Dat de media reeds enige tijd zeer ernstig ziek is, valt op. Journalisten stoppen het ook niet echt meer weg. Gevolgen voor de personen in kwestie zijn ondergeschikt aan persoonlijke of redactionele roem en het voeden van de sensatiezucht. Dat bleek onlangs ook uit een optreden van Leo Stoops als moderator op een justitiedebat georganiseerd door CDS-Gent. Mijnheer Stoops stelde mijn inziens terecht, dat Assisen een vreemd systeem is, waarop hij een vergelijking poneerde: "Wanneer u een griepje heeft, gaat u bij de huisarts. Wanneer u neuro-chirurgie nodig heeft, gaat u bij een neuro-chirurg. Een ultieme specialist. In Assisen-zaken is het net omgekeerd." Sterk geredeneerd Leo, tot daar volgde ik. Het vervolg stemde me echter droef: "Maar als journalist is het natuurlijk een speciaal spel."

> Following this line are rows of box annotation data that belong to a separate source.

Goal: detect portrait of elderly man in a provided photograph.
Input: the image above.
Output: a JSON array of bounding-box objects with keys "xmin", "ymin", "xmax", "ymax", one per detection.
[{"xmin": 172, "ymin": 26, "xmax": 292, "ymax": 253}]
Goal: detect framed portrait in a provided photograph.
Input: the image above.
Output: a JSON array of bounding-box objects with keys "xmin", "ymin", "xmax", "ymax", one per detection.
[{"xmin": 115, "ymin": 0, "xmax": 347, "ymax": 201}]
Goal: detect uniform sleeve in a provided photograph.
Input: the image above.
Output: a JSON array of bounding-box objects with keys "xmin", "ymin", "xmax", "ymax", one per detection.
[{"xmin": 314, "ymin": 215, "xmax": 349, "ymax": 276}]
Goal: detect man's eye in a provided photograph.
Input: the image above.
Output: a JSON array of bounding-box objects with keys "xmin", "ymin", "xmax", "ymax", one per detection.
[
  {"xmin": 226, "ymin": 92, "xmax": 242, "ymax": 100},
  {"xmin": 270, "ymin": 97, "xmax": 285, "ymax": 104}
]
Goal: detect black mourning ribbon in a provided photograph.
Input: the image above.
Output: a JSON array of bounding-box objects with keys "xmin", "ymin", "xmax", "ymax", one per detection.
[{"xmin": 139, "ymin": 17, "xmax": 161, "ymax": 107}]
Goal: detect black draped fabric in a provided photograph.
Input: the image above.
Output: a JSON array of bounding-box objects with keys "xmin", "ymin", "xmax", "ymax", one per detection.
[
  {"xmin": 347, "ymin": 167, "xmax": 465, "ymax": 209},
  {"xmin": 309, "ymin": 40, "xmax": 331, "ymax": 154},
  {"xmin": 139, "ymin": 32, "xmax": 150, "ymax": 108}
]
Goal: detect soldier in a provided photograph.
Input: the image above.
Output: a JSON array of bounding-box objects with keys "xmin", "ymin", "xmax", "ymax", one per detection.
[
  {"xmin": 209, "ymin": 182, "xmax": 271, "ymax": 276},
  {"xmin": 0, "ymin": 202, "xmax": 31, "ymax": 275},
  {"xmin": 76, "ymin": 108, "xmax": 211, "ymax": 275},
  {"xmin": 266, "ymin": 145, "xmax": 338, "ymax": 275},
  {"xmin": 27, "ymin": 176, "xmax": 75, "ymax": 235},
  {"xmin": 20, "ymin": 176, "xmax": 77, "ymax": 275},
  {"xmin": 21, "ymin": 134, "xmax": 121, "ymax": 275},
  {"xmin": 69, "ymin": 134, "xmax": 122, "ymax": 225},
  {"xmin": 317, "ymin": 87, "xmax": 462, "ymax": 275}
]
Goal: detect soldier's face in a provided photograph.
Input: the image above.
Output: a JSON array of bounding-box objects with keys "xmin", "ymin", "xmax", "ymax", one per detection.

Daarop vroeg ik hem: "Mijnheer Stoops, u zegt als jurist overtuigd te zijn dat Assisen bij de huisarts langsgaan is, voor hartchirurgie en dat een hervorming zich opdringt. Vindt u het in die wetenschap niet vreemd dat u, het reeds moeilijke proces voor de volksjury, nog moeilijker maakt door massale media-aandacht aan een zaak vooraf te laten gaan en hen te beïnvloeden? Is het niet in het belang van de beschuldigde, dat u zich vrij afzijdig houdt van zo een proces?"

Het antwoord fundeert mijn bovenstaande bewering: "Het volk heeft recht op maatschappelijk relevantie informatie". Dat Stefaan De Clerck en Sven Mary in de lach schoten toen Stoops antwoordde met "ja" op mijn tweede vraag die luidde of melden dat er niets te melden valt ook maatschappelijk relevant is, stemde me zeer tevree en benadrukt de wereldvreemdheid waarmee sommige journalisten rondlopen. Een wereldvreemdheid waarbij cijfers belangrijker zijn dan een correct juridisch verloop van zaken. Een juridisch verloop dat nota bene een gigantische impact vormt in een mensenleven.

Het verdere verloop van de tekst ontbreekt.